The Air Force is restructuring the program after a critical Nunn-McCurdy breach announced by the service in January 2024, and that restructuring/new integrated schedule is to happen by next summer.

A decade ago up until the Nunn-McCurdy breach, Pentagon leaders thought that they could re-use the old Minuteman III silos–and their steel and concrete–to build the then called Ground Based Strategic Deterrent more quickly and cheaply.

Now, however, the service is examining the extent it will be able to use existing infrastructure, as well as a “green fields” approach, or starting from scratch, for new silos to replace Boeing Minuteman III silos that the service judges as too costly to renovate and upgrade.

“I approved two of the three wings’ plans several weeks ago” with the third to follow soon, Bussiere said.

The three missile wings are the 90th at F.E. Warren Air Force Base (AFB), Wyo.; the 91st at Minot AFB, N.D.; and the 341st at Malmstrom AFB, Mont.

“I’ve never seen the enthusiasm for recapitalizing the nuclear enterprise as high as it is now,” Bussiere said. “There’s an understanding of the urgency of the mission.”

The New Start Treaty between Russia and the United States lapses next February, which may lead to a rethinking of minimum deterrence levels for the U.S. and whether multiple independent re-entry vehicles will be a way forward for the ICBM force. AFGSC has operated under the minimum deterrence rubric of 400 Minuteman III operational missiles with 50 in reserve.

As the U.S. prepares to counter anti-access, area denial strategies by China, Air Force leaders believe that the service is well positioned, and DoD leaders have spoken of the vulnerability of carrier battle groups to Chinese missiles.

Yet, Air Force long-range strike is facing challenges too, including conventional “magazine depth” and the service’s aging ICBMs and bomber fleets.

While the service has 74 B-52Hs, which are to receive new engines and radars to convert them to B-52Js, 20 of the B-52Hs are with the schoolhouse, and 75 percent of the remaining may be operational at one time. In addition, the service aims to replace its Northrop Grumman B-2 stealth bombers and Boeing B-1s with at least 100 Northrop Grumman B-21 Raider stealth bombers, but increasing the production rate to accommodate up to 145 B-21s is a question mark.

It looks as if the B-2 and B-1 lives may extend over the next decade–and adaptations found for those bombers, as the service awaits a critical mass of B-21s.

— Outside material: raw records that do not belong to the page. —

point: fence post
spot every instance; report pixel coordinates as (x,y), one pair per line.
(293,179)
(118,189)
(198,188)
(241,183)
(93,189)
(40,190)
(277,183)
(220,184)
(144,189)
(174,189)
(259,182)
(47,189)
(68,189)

During now retired Gen. Timothy Ray’s tenure as AFGSC head from 2018 to 2021, Boeing proposed an external pylon for the B-1, and AFGSC continues to examine that to allow the B-1 to carry the AGM-183A Lockheed Martin hypersonic Air-launched Rapid Response Weapon (ARRW), which may see new life.

A version of this story first ran in Exchange Monitor affiliate Defense Daily.

Nuclear Security & Deterrence Monitor
Nuclear Security & Deterrence Monitor brings you timely, accurate news and information on the activities of the U.S. Nuclear Security Administration, including weapons complex, weapons dismantlement, nuclear deterrence, the weapons laboratories and nonproliferation.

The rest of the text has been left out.